Did you tell the interviewer that you did all the duties that you mentioned in the RNR in the ACS application?
That is where the problem starts as people get anxious and nervous and forget to mention all their duties 

The interview is just one of the many steps taken in a visa decision and there are far too many variables for any one to give a definitive answer on when you would be granted the visa
The time taken ranges from 3 months to well over a year with no apparent difference between the applications

Cheers


----------



## ethical.prodigy (Jan 25, 2017)

Navish, Good to know that, atleast you have some movement. Incase you communicated well, then things will go smooth, just give them 3-4 months. Visa grant can be earlier as well. I have also lodged on 11 Dec 2016 for 261111 business analyst, wonder when my turn comes, as of now no update since 6th Jan. This status Assessment in progress brings lot of negative thoughts. 

anywayz, hope good things will happen to each one of us and this grant wait ends!



navishbajwa said:


> Hi Friends,
> 
> I submitted my Visa fee on 9-Dec-2016 under subclass 190. I submitted the application with 70 points (where I got 5 points from NSW) under Developer Programmer profile.
> 
> ...


----------



## navishbajwa (Oct 17, 2016)

My interview went well.. I had the document for RNR opened in front of me.. So that I don't miss out on anything.. I didn't go word by word but explained her about my role and projects.. 

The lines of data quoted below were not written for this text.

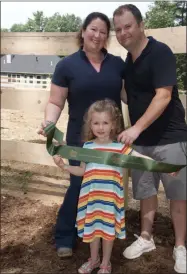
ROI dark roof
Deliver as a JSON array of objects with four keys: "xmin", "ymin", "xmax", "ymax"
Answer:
[{"xmin": 1, "ymin": 55, "xmax": 61, "ymax": 74}]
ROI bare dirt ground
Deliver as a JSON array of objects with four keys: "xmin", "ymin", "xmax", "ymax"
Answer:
[{"xmin": 1, "ymin": 110, "xmax": 178, "ymax": 274}]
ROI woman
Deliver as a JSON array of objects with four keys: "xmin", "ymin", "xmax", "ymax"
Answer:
[{"xmin": 39, "ymin": 12, "xmax": 126, "ymax": 257}]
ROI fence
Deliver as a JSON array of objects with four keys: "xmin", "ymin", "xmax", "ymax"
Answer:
[{"xmin": 1, "ymin": 27, "xmax": 186, "ymax": 203}]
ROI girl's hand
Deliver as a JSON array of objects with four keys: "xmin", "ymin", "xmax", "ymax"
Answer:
[{"xmin": 53, "ymin": 155, "xmax": 67, "ymax": 170}]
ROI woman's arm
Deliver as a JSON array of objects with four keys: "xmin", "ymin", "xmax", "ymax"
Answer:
[
  {"xmin": 53, "ymin": 155, "xmax": 86, "ymax": 176},
  {"xmin": 38, "ymin": 84, "xmax": 68, "ymax": 136},
  {"xmin": 45, "ymin": 84, "xmax": 68, "ymax": 124}
]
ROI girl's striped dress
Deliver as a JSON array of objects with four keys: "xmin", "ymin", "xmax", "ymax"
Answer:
[{"xmin": 77, "ymin": 141, "xmax": 132, "ymax": 242}]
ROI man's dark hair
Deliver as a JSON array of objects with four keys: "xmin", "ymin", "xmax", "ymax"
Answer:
[{"xmin": 113, "ymin": 4, "xmax": 143, "ymax": 25}]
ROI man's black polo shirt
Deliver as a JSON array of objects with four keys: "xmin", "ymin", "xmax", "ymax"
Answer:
[
  {"xmin": 125, "ymin": 37, "xmax": 187, "ymax": 146},
  {"xmin": 52, "ymin": 49, "xmax": 125, "ymax": 141}
]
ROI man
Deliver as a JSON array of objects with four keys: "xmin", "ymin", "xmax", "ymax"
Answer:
[{"xmin": 113, "ymin": 4, "xmax": 187, "ymax": 273}]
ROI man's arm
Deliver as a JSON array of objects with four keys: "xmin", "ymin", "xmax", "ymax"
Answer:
[
  {"xmin": 121, "ymin": 80, "xmax": 127, "ymax": 104},
  {"xmin": 118, "ymin": 86, "xmax": 173, "ymax": 145},
  {"xmin": 135, "ymin": 86, "xmax": 173, "ymax": 133}
]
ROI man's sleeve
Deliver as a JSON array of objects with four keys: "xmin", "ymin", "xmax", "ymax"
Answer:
[
  {"xmin": 151, "ymin": 44, "xmax": 177, "ymax": 89},
  {"xmin": 52, "ymin": 60, "xmax": 69, "ymax": 88}
]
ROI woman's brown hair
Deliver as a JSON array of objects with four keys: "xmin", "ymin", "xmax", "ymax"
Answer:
[{"xmin": 77, "ymin": 12, "xmax": 111, "ymax": 48}]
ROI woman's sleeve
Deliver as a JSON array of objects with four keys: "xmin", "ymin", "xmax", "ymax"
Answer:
[{"xmin": 52, "ymin": 58, "xmax": 69, "ymax": 88}]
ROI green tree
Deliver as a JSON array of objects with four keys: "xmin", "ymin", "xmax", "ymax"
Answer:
[
  {"xmin": 176, "ymin": 1, "xmax": 187, "ymax": 26},
  {"xmin": 144, "ymin": 1, "xmax": 187, "ymax": 90},
  {"xmin": 25, "ymin": 11, "xmax": 48, "ymax": 32},
  {"xmin": 145, "ymin": 1, "xmax": 176, "ymax": 29}
]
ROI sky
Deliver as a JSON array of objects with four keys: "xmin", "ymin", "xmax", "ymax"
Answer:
[{"xmin": 1, "ymin": 1, "xmax": 151, "ymax": 29}]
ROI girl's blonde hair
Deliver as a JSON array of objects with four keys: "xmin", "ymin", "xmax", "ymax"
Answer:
[{"xmin": 82, "ymin": 99, "xmax": 124, "ymax": 142}]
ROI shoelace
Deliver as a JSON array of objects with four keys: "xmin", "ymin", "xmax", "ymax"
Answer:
[
  {"xmin": 176, "ymin": 248, "xmax": 186, "ymax": 259},
  {"xmin": 134, "ymin": 234, "xmax": 143, "ymax": 246}
]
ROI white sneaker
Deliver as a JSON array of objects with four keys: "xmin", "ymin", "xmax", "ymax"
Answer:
[
  {"xmin": 123, "ymin": 234, "xmax": 156, "ymax": 259},
  {"xmin": 173, "ymin": 245, "xmax": 186, "ymax": 273}
]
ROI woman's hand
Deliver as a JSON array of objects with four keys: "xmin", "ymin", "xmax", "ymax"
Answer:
[
  {"xmin": 53, "ymin": 155, "xmax": 67, "ymax": 170},
  {"xmin": 37, "ymin": 121, "xmax": 51, "ymax": 137}
]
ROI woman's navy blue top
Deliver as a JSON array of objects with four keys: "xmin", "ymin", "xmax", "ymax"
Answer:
[{"xmin": 52, "ymin": 49, "xmax": 125, "ymax": 145}]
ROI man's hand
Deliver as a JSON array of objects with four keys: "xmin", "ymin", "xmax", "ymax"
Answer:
[
  {"xmin": 53, "ymin": 155, "xmax": 67, "ymax": 170},
  {"xmin": 118, "ymin": 125, "xmax": 141, "ymax": 145}
]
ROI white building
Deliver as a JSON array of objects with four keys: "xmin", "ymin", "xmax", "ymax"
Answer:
[{"xmin": 1, "ymin": 55, "xmax": 61, "ymax": 89}]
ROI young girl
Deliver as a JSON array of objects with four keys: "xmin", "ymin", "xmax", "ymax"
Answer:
[{"xmin": 54, "ymin": 100, "xmax": 155, "ymax": 273}]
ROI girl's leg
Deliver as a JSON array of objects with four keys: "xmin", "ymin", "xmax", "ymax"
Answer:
[
  {"xmin": 78, "ymin": 238, "xmax": 100, "ymax": 274},
  {"xmin": 90, "ymin": 238, "xmax": 100, "ymax": 264},
  {"xmin": 101, "ymin": 239, "xmax": 114, "ymax": 268}
]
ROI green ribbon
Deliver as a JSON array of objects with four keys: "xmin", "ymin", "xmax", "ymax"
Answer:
[{"xmin": 45, "ymin": 123, "xmax": 186, "ymax": 173}]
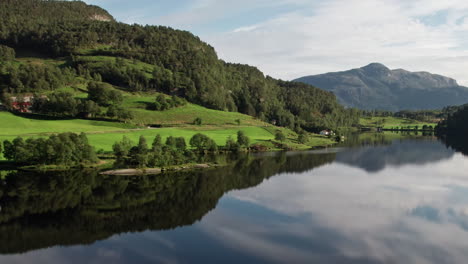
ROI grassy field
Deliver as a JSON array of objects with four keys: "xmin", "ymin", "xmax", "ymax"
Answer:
[
  {"xmin": 123, "ymin": 94, "xmax": 269, "ymax": 126},
  {"xmin": 360, "ymin": 117, "xmax": 437, "ymax": 129},
  {"xmin": 0, "ymin": 111, "xmax": 333, "ymax": 155},
  {"xmin": 0, "ymin": 112, "xmax": 136, "ymax": 136}
]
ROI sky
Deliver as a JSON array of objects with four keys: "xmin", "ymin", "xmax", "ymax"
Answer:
[{"xmin": 85, "ymin": 0, "xmax": 468, "ymax": 86}]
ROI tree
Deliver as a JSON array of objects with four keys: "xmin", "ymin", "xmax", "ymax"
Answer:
[
  {"xmin": 297, "ymin": 132, "xmax": 308, "ymax": 144},
  {"xmin": 190, "ymin": 133, "xmax": 218, "ymax": 152},
  {"xmin": 225, "ymin": 136, "xmax": 240, "ymax": 152},
  {"xmin": 237, "ymin": 131, "xmax": 250, "ymax": 148},
  {"xmin": 275, "ymin": 130, "xmax": 286, "ymax": 142}
]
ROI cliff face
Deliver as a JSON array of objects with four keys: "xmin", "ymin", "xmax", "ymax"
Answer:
[{"xmin": 295, "ymin": 63, "xmax": 468, "ymax": 111}]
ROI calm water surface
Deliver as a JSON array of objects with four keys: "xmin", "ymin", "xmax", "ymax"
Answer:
[{"xmin": 0, "ymin": 135, "xmax": 468, "ymax": 264}]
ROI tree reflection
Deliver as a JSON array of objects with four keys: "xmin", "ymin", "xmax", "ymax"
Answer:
[{"xmin": 0, "ymin": 153, "xmax": 335, "ymax": 253}]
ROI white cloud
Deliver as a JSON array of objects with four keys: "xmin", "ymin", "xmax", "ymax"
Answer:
[{"xmin": 206, "ymin": 0, "xmax": 468, "ymax": 85}]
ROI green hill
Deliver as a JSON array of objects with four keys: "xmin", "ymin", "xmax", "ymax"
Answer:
[{"xmin": 0, "ymin": 0, "xmax": 358, "ymax": 131}]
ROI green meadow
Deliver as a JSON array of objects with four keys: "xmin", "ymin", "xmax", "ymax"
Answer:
[{"xmin": 0, "ymin": 111, "xmax": 333, "ymax": 155}]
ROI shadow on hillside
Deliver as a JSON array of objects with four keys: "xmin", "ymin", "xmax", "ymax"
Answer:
[{"xmin": 10, "ymin": 112, "xmax": 127, "ymax": 123}]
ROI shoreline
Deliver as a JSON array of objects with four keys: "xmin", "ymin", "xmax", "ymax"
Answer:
[{"xmin": 99, "ymin": 163, "xmax": 218, "ymax": 176}]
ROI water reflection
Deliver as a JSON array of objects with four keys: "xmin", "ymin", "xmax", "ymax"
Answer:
[
  {"xmin": 0, "ymin": 137, "xmax": 468, "ymax": 263},
  {"xmin": 0, "ymin": 153, "xmax": 335, "ymax": 253},
  {"xmin": 336, "ymin": 134, "xmax": 455, "ymax": 172}
]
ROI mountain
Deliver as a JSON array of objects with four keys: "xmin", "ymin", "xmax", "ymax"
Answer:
[
  {"xmin": 0, "ymin": 0, "xmax": 358, "ymax": 131},
  {"xmin": 295, "ymin": 63, "xmax": 468, "ymax": 111}
]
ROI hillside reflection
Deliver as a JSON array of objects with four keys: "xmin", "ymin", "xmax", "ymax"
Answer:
[{"xmin": 0, "ymin": 153, "xmax": 335, "ymax": 254}]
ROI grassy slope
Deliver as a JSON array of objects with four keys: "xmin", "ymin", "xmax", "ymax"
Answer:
[
  {"xmin": 360, "ymin": 117, "xmax": 437, "ymax": 129},
  {"xmin": 0, "ymin": 108, "xmax": 332, "ymax": 151},
  {"xmin": 0, "ymin": 55, "xmax": 333, "ymax": 155}
]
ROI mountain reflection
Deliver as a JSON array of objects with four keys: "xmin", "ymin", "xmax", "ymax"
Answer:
[
  {"xmin": 0, "ymin": 153, "xmax": 335, "ymax": 254},
  {"xmin": 336, "ymin": 134, "xmax": 455, "ymax": 172}
]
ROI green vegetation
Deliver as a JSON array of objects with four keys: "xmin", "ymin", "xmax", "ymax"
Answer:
[
  {"xmin": 360, "ymin": 116, "xmax": 436, "ymax": 129},
  {"xmin": 436, "ymin": 105, "xmax": 468, "ymax": 135},
  {"xmin": 0, "ymin": 0, "xmax": 359, "ymax": 132},
  {"xmin": 3, "ymin": 133, "xmax": 98, "ymax": 166}
]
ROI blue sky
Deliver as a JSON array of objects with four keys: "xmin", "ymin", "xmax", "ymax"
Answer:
[{"xmin": 82, "ymin": 0, "xmax": 468, "ymax": 85}]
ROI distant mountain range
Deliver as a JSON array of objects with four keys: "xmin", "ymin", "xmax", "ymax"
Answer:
[{"xmin": 295, "ymin": 63, "xmax": 468, "ymax": 111}]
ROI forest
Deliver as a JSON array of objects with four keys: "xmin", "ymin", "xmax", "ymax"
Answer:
[
  {"xmin": 0, "ymin": 0, "xmax": 360, "ymax": 132},
  {"xmin": 0, "ymin": 133, "xmax": 98, "ymax": 166},
  {"xmin": 436, "ymin": 105, "xmax": 468, "ymax": 135}
]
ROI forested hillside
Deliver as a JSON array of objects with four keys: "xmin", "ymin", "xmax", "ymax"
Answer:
[
  {"xmin": 0, "ymin": 0, "xmax": 359, "ymax": 131},
  {"xmin": 437, "ymin": 104, "xmax": 468, "ymax": 135}
]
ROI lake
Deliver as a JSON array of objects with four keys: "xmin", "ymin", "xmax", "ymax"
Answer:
[{"xmin": 0, "ymin": 134, "xmax": 468, "ymax": 264}]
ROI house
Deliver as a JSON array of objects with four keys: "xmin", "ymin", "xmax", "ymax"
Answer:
[{"xmin": 10, "ymin": 96, "xmax": 34, "ymax": 113}]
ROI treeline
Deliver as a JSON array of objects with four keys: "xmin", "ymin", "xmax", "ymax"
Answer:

The thing that worries me is there was another guy who filed the application at the same time and he got the grant in March 2017


----------



## NB (Mar 29, 2017)

navishbajwa said:


> My interview went well.. I had the document for RNR opened in front of me.. So that I don't miss out on anything.. I didn't go word by word but explained her about my role and projects..
> 
> The thing that worries me is there was another guy who filed the application at the same time and he got the grant in March 2017


Don't get frustrated by reading about other applicants who got their visa faster then you. For every person who gets it quicker, there is another person who has to wait for an year without any communication from DIBP

Each person circumstances are different and the CO has to take a lot of factors into consideration when deciding an application 

You have submitted the application and all the required papers, and there is nothing more that you can do.
Now relax and go about your normal life as there is no point in getting agitated every day that you have still not been granted a visa.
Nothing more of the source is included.